NIST's atom-based magnetic sensor, about the size of a sugar cube, can measure human brain activity. Inside the sensor head is a container of 100 billion rubidium atoms (not seen), packaged with micro-optics (a prism and a lens are visible in the center cutout). The light from a low-power infrared laser interacts with the atoms and is transmitted through the grey fiber-optic cable to register the magnetic field strength. The black and white wires are electrical connections. Credit: Knappe/NIST
The mini sensor could be used in magnetoencephalography (MEG) for performing various activities including, mapping brain activity before tumor removal surgery, conducting research on cognitive and perceptual processes, and checking visual perception in newborn children.
Eye lid movements are associated with alpha waves that occur in the brain. The mini sensor was used to measure these waves. A superconducting quantum interference device (SQUID) was used to measure the signals and the measurements of the mini sensor were compared. The NIST mini-sensor was slightly less sensitive, but it has advantages in terms of cost and size.

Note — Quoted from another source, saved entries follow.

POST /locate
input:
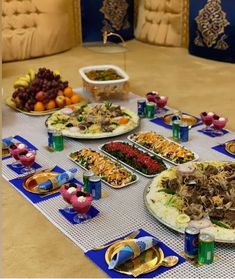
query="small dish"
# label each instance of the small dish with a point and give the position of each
(230, 147)
(32, 181)
(189, 119)
(147, 261)
(105, 87)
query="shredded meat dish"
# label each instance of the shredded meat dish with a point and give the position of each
(208, 191)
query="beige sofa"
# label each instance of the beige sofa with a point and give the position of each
(32, 28)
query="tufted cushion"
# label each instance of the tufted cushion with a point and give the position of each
(212, 29)
(32, 28)
(161, 22)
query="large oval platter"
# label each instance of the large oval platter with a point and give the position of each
(93, 121)
(12, 105)
(162, 165)
(169, 150)
(167, 207)
(111, 172)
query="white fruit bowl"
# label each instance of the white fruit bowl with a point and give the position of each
(105, 88)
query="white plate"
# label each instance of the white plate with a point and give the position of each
(196, 156)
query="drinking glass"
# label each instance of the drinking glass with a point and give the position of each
(207, 120)
(27, 160)
(81, 203)
(67, 191)
(15, 150)
(219, 124)
(161, 103)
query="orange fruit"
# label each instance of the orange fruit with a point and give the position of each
(68, 101)
(51, 104)
(68, 92)
(39, 106)
(123, 120)
(75, 98)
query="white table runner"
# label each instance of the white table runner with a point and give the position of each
(123, 210)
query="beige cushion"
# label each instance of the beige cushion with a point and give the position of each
(161, 22)
(32, 28)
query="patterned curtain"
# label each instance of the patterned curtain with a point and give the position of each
(212, 29)
(115, 16)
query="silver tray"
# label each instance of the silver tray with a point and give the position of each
(115, 187)
(123, 163)
(159, 155)
(162, 221)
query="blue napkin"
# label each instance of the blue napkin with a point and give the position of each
(221, 148)
(212, 134)
(159, 121)
(19, 169)
(98, 257)
(35, 198)
(7, 141)
(93, 212)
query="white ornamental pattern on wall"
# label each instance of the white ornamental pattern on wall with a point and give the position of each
(211, 22)
(115, 14)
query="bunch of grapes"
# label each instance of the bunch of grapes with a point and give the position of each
(45, 80)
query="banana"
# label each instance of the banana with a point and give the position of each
(31, 73)
(20, 83)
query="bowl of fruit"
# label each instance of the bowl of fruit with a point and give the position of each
(42, 92)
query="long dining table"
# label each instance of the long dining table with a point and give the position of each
(123, 210)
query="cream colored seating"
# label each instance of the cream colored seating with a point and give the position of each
(32, 28)
(162, 22)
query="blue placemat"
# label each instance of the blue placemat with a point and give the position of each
(221, 148)
(98, 257)
(69, 216)
(22, 140)
(19, 169)
(36, 198)
(212, 134)
(160, 121)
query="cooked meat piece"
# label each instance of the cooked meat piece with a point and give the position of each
(231, 178)
(211, 170)
(195, 211)
(217, 213)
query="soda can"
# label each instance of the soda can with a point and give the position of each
(206, 249)
(95, 186)
(86, 184)
(150, 110)
(141, 105)
(58, 140)
(176, 129)
(176, 116)
(184, 131)
(191, 236)
(50, 138)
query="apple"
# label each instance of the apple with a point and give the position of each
(40, 96)
(60, 101)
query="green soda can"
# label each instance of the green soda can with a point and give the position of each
(86, 184)
(206, 249)
(150, 110)
(176, 129)
(58, 140)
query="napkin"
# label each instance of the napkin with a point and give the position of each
(57, 181)
(132, 250)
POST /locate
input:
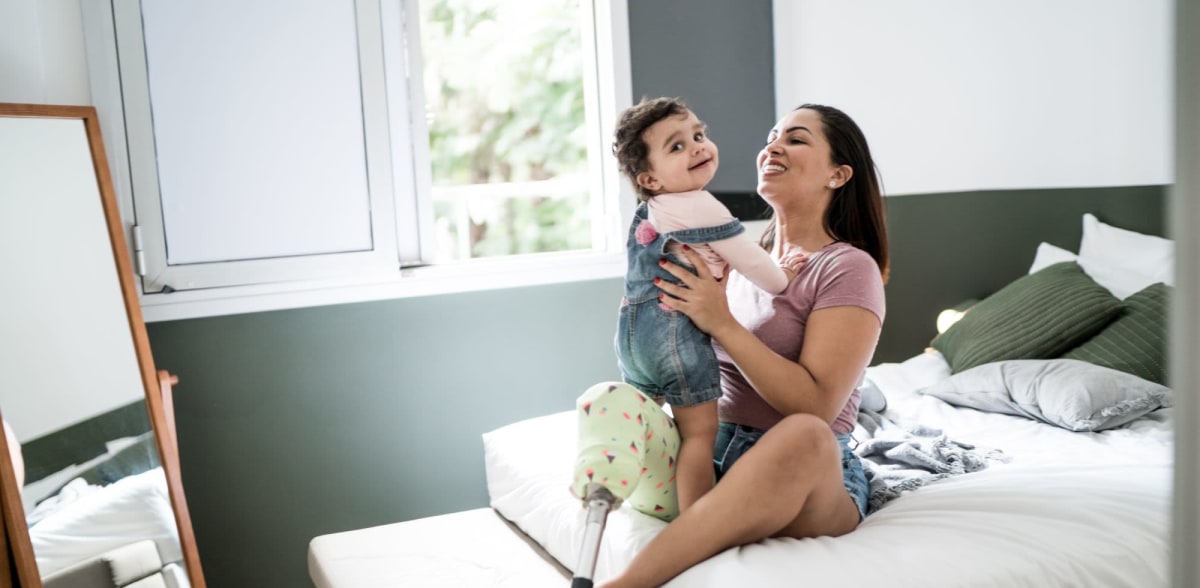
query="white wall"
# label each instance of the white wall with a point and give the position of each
(42, 58)
(959, 96)
(1186, 329)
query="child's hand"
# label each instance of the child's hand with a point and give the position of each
(792, 263)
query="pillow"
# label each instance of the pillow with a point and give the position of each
(1038, 316)
(1137, 341)
(1141, 253)
(1069, 394)
(1050, 255)
(1120, 281)
(102, 519)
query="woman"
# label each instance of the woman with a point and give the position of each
(790, 364)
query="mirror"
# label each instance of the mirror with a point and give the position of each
(90, 466)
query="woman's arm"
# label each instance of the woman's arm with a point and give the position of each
(838, 345)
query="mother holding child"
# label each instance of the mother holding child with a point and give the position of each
(760, 361)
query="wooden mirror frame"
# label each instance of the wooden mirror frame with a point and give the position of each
(157, 384)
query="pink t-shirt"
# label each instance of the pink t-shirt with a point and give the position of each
(696, 209)
(838, 275)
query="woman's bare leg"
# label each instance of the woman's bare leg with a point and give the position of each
(789, 484)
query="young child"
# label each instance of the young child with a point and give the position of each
(663, 149)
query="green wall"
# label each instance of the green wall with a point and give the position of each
(295, 424)
(951, 247)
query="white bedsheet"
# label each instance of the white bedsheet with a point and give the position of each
(1071, 509)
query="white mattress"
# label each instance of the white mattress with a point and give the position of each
(1071, 509)
(473, 547)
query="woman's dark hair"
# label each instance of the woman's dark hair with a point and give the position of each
(633, 154)
(856, 213)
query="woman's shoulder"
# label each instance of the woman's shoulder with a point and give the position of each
(845, 257)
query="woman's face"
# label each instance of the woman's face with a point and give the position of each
(796, 160)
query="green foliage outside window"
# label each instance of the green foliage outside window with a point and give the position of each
(504, 97)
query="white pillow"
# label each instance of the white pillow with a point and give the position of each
(1120, 281)
(1050, 255)
(1115, 247)
(1065, 393)
(127, 510)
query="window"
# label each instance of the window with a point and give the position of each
(507, 126)
(264, 169)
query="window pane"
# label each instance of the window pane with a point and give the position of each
(257, 126)
(504, 101)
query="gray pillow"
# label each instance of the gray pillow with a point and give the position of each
(1066, 393)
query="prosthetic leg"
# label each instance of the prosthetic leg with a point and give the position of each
(627, 448)
(600, 502)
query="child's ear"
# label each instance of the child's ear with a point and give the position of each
(648, 181)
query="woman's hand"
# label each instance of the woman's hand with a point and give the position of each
(699, 295)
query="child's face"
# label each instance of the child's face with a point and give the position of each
(681, 156)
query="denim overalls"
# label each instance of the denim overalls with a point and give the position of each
(661, 352)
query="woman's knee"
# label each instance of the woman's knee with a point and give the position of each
(803, 438)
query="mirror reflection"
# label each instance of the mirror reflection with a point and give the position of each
(76, 373)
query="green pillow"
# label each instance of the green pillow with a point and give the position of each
(1039, 316)
(1137, 341)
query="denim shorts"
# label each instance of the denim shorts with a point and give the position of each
(665, 355)
(733, 441)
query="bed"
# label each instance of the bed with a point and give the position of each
(106, 521)
(1054, 384)
(1079, 495)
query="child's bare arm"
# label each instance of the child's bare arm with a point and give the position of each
(694, 467)
(751, 261)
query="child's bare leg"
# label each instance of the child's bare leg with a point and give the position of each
(697, 432)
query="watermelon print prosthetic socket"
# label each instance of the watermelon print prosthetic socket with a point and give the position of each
(629, 445)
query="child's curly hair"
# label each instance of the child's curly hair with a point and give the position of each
(631, 151)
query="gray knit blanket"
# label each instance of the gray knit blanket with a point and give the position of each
(904, 457)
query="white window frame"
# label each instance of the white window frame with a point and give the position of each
(280, 283)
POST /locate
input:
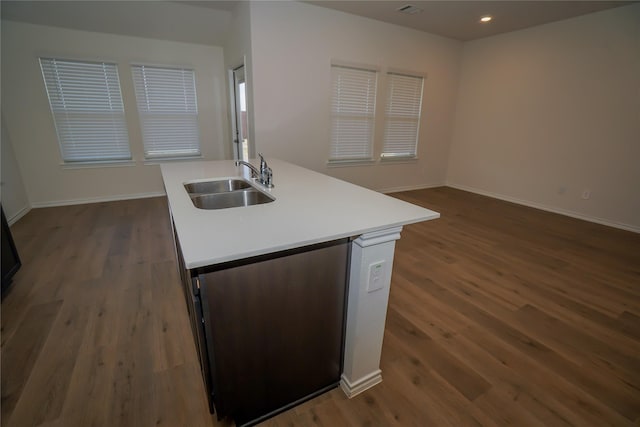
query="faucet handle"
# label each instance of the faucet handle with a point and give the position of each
(263, 163)
(268, 177)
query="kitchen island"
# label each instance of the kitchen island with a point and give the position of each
(320, 242)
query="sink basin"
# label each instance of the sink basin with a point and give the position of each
(218, 186)
(230, 199)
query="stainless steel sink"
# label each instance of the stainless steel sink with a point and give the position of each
(231, 199)
(218, 186)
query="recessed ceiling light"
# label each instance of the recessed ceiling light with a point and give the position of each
(409, 9)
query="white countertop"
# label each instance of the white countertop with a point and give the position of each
(309, 208)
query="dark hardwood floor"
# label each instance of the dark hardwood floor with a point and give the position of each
(499, 315)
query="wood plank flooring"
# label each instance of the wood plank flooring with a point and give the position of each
(499, 315)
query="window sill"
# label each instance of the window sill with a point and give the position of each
(93, 165)
(398, 159)
(160, 160)
(346, 163)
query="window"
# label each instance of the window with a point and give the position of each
(87, 110)
(352, 113)
(168, 111)
(402, 116)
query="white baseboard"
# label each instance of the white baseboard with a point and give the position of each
(22, 212)
(361, 385)
(408, 188)
(96, 200)
(560, 211)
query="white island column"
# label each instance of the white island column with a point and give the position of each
(369, 285)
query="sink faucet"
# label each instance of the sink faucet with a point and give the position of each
(264, 175)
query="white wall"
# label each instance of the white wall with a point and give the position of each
(14, 197)
(293, 45)
(547, 112)
(237, 51)
(30, 126)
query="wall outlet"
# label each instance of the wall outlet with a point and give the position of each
(376, 276)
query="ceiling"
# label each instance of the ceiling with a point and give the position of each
(207, 22)
(460, 19)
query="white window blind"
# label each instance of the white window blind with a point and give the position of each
(87, 109)
(402, 115)
(168, 111)
(352, 112)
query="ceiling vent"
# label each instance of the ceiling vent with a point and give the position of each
(409, 9)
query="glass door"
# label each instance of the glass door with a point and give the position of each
(240, 122)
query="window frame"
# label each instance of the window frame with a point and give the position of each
(149, 132)
(75, 130)
(350, 117)
(401, 114)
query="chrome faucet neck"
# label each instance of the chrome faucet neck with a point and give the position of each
(264, 175)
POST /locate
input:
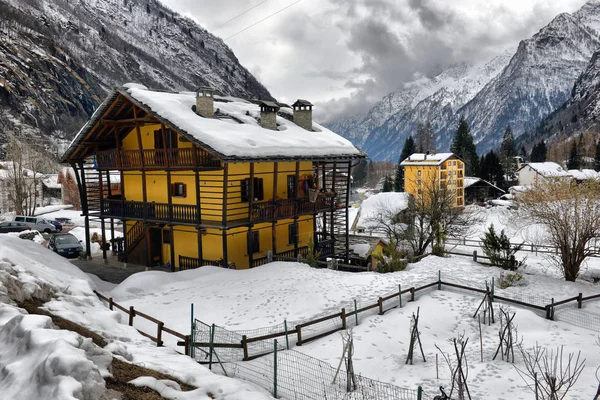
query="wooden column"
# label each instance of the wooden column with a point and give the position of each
(102, 226)
(224, 222)
(347, 212)
(297, 178)
(274, 225)
(250, 207)
(198, 205)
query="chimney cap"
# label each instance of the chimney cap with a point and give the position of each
(302, 103)
(205, 91)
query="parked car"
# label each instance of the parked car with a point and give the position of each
(66, 245)
(13, 227)
(56, 223)
(36, 223)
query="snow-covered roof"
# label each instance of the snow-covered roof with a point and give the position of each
(548, 169)
(584, 174)
(51, 181)
(387, 203)
(427, 159)
(235, 132)
(470, 181)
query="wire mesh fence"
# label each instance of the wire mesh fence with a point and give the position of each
(292, 375)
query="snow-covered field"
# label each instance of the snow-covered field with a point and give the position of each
(38, 361)
(269, 294)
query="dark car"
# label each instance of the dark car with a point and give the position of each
(13, 227)
(57, 224)
(65, 245)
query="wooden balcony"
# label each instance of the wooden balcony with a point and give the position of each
(268, 211)
(187, 158)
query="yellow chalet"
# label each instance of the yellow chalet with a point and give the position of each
(444, 169)
(209, 180)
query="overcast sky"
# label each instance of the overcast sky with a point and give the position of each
(344, 55)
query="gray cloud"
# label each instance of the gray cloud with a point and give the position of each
(347, 54)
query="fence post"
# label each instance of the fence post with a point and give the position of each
(400, 294)
(211, 345)
(245, 347)
(275, 369)
(193, 332)
(159, 334)
(299, 333)
(131, 315)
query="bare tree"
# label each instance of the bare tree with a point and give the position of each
(433, 215)
(549, 375)
(571, 214)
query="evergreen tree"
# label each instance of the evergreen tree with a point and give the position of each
(407, 150)
(508, 151)
(387, 184)
(539, 152)
(463, 147)
(574, 162)
(425, 138)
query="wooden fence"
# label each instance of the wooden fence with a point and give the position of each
(340, 320)
(160, 326)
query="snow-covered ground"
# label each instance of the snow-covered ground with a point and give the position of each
(40, 362)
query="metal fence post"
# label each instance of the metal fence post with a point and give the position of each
(400, 294)
(287, 341)
(192, 325)
(211, 346)
(275, 369)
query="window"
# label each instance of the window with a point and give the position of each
(253, 243)
(292, 233)
(178, 189)
(291, 186)
(258, 189)
(166, 236)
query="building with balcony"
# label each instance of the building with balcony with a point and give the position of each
(425, 173)
(209, 180)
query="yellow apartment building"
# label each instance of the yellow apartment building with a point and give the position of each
(209, 180)
(421, 171)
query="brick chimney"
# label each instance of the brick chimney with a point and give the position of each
(205, 102)
(303, 114)
(268, 114)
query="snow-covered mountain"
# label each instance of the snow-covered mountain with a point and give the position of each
(58, 59)
(517, 89)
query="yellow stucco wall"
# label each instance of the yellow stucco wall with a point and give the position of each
(185, 239)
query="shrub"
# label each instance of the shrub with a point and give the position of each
(511, 279)
(392, 259)
(499, 250)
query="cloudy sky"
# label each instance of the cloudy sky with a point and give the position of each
(344, 55)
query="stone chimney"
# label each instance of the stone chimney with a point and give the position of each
(268, 114)
(303, 114)
(205, 102)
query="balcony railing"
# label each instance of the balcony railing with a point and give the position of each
(287, 208)
(156, 159)
(188, 214)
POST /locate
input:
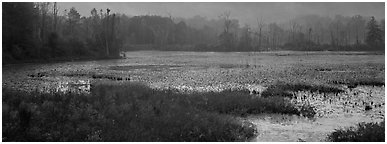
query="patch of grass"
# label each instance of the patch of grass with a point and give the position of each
(362, 132)
(125, 112)
(284, 90)
(242, 104)
(366, 82)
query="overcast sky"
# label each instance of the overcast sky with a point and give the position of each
(244, 12)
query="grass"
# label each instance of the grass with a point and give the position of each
(133, 112)
(129, 112)
(362, 132)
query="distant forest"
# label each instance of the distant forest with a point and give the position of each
(41, 31)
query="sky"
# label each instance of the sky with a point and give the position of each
(246, 13)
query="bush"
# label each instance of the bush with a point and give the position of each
(363, 132)
(242, 103)
(126, 112)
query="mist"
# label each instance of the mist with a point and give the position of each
(246, 13)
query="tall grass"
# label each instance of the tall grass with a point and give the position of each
(133, 112)
(362, 132)
(129, 112)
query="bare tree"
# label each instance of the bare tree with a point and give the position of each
(260, 26)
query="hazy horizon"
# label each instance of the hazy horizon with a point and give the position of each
(245, 12)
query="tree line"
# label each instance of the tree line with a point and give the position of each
(43, 31)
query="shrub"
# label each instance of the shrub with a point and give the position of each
(363, 132)
(126, 112)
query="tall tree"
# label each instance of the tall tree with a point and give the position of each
(375, 34)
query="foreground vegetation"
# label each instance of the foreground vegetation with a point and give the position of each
(195, 97)
(362, 132)
(131, 112)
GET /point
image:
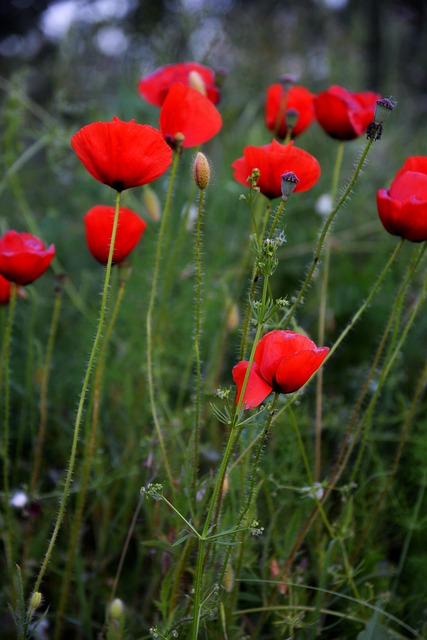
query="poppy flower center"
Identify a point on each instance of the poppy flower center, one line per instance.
(118, 185)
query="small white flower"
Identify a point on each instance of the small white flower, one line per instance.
(323, 205)
(316, 491)
(18, 500)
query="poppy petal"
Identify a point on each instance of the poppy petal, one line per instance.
(257, 389)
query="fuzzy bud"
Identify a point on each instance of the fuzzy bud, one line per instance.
(201, 171)
(117, 609)
(35, 600)
(289, 182)
(225, 486)
(383, 110)
(287, 80)
(229, 578)
(233, 317)
(196, 81)
(152, 203)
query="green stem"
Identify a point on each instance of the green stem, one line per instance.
(337, 471)
(90, 441)
(322, 320)
(82, 401)
(43, 390)
(197, 331)
(408, 421)
(215, 502)
(326, 228)
(249, 502)
(6, 424)
(149, 319)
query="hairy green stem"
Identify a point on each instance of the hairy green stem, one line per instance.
(149, 320)
(326, 228)
(6, 425)
(43, 390)
(322, 320)
(215, 501)
(90, 441)
(197, 332)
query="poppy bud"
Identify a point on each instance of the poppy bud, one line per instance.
(195, 80)
(35, 600)
(229, 578)
(287, 80)
(383, 110)
(117, 609)
(201, 171)
(289, 182)
(233, 317)
(152, 203)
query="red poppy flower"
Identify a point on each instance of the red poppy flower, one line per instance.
(284, 361)
(122, 154)
(345, 114)
(5, 290)
(186, 111)
(23, 257)
(99, 227)
(403, 207)
(155, 86)
(273, 160)
(279, 102)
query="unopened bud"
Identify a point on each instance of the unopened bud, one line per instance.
(178, 141)
(220, 76)
(175, 142)
(35, 600)
(117, 609)
(289, 182)
(225, 485)
(287, 80)
(292, 116)
(383, 109)
(196, 81)
(201, 170)
(233, 317)
(151, 203)
(229, 578)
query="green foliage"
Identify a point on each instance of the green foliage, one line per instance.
(286, 551)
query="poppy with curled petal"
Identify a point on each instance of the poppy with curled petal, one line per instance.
(280, 101)
(5, 290)
(23, 257)
(284, 361)
(344, 114)
(122, 154)
(155, 86)
(403, 207)
(273, 160)
(99, 227)
(187, 113)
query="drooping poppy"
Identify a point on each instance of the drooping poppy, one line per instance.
(273, 160)
(403, 207)
(155, 86)
(5, 290)
(284, 361)
(280, 101)
(23, 257)
(344, 114)
(99, 227)
(188, 113)
(122, 154)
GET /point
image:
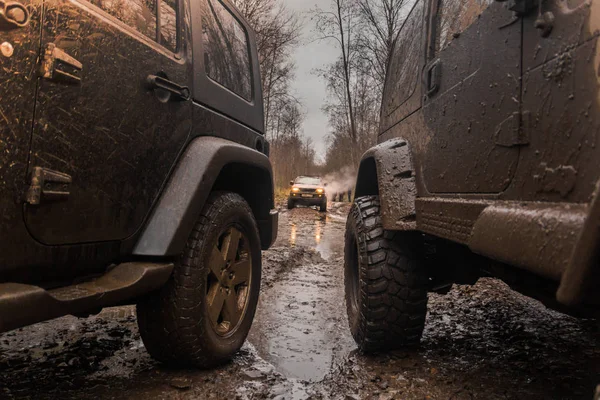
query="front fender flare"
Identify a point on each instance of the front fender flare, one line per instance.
(186, 191)
(387, 170)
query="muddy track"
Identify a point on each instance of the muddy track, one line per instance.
(480, 342)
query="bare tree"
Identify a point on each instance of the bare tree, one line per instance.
(364, 31)
(277, 33)
(337, 25)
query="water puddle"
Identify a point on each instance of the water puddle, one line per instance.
(300, 326)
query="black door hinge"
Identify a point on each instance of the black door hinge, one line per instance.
(58, 66)
(47, 185)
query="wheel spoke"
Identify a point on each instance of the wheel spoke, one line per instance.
(241, 271)
(215, 299)
(232, 312)
(230, 245)
(216, 262)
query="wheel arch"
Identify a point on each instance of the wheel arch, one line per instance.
(208, 164)
(387, 170)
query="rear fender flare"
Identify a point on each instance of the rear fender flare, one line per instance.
(208, 163)
(387, 170)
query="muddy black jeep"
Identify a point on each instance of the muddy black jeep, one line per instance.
(487, 164)
(133, 169)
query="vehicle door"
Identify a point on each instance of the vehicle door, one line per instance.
(112, 115)
(561, 93)
(472, 96)
(19, 49)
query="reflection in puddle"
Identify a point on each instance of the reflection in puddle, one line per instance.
(299, 326)
(293, 234)
(318, 232)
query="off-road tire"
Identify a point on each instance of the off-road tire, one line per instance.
(385, 285)
(323, 206)
(173, 321)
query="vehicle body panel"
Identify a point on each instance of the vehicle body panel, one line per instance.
(507, 169)
(110, 133)
(66, 140)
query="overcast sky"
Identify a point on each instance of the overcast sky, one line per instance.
(309, 88)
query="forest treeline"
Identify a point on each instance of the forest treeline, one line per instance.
(363, 32)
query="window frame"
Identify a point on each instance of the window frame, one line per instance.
(131, 31)
(212, 95)
(248, 51)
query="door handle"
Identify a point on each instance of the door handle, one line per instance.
(177, 92)
(433, 76)
(13, 15)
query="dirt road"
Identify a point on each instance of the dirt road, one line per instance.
(481, 342)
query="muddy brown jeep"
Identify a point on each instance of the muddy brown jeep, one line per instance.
(307, 191)
(134, 169)
(488, 164)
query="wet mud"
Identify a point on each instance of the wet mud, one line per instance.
(480, 342)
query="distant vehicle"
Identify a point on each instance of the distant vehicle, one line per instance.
(488, 165)
(307, 191)
(134, 169)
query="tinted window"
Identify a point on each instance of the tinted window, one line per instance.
(403, 72)
(454, 17)
(226, 56)
(142, 16)
(168, 24)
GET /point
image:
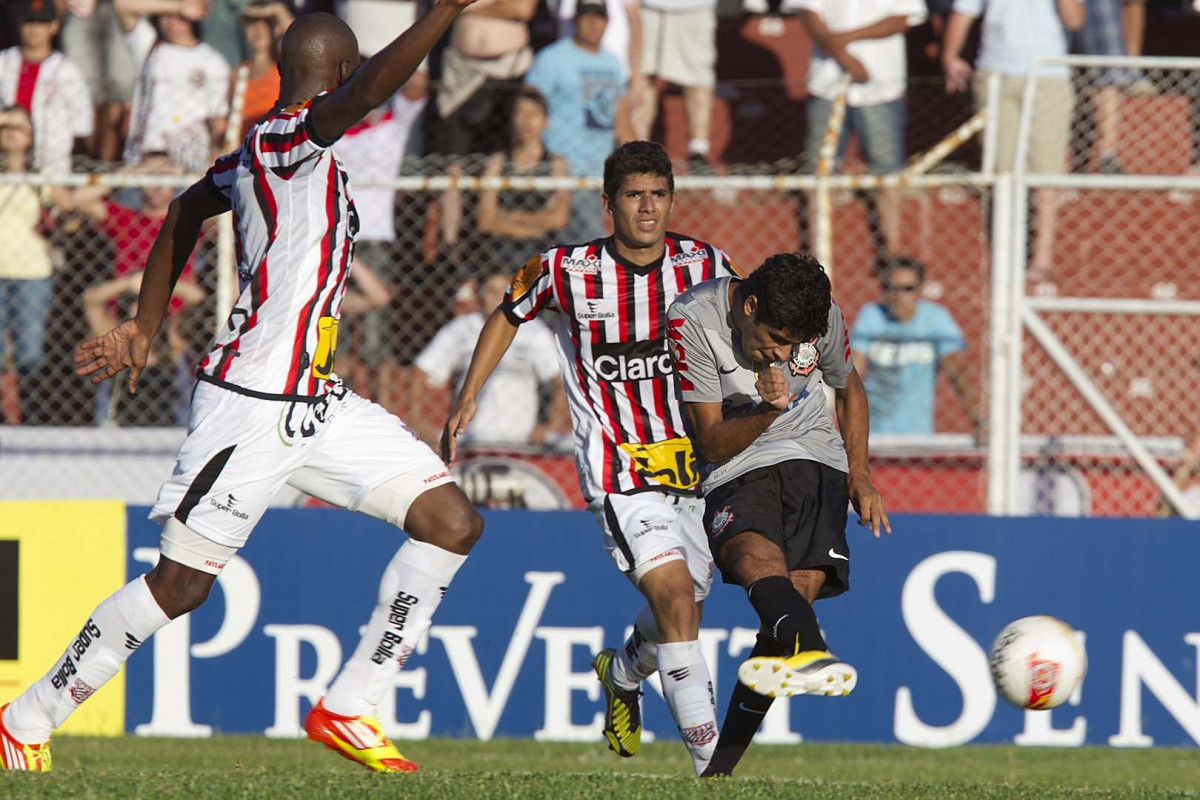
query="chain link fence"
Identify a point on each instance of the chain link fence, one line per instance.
(1110, 310)
(430, 242)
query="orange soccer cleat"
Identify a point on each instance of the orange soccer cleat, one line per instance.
(18, 756)
(359, 739)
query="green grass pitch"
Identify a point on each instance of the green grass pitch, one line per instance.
(237, 768)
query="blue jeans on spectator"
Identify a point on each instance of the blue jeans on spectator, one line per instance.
(24, 308)
(880, 131)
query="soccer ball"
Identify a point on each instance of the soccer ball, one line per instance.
(1037, 662)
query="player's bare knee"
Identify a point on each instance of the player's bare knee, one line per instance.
(677, 615)
(179, 589)
(463, 530)
(445, 519)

SQUIDs function well at -269°C and they have to be mounted in heavy flasks with cryogenic coolants. MEGs depend on arrays of SQUIDs for their functioning. The NIST sensor can function at room temperature and has the dimensions of a sugar cube. It could be used in MEG helmets. While customary atomic magnetometers are large and hard to make, the NIST sensors could be mass produced at a lower cost.
The NIST sensor contains a low-power infrared laser, about 100 billion rubidium atoms in a gas and fiber optics. The light absorption by the atoms is proportional to the increase in magnetic field. In 2010, the sensor had been used for measuring heart activity. The scientists have made modifications to the heaters and the optical fiber to increase the clarity of the signal.
The NIST sensor was tested in brain experiments at the Physikalisch Technische Bundesanstalt in Germany, where it measured one picotesla magnetic signals. NIST scientists are also developing a multi-sensor magnetic imaging system. An inexpensive sensor system can increase the feasibility of hospitals to conduct tests for traumatic brain injuries.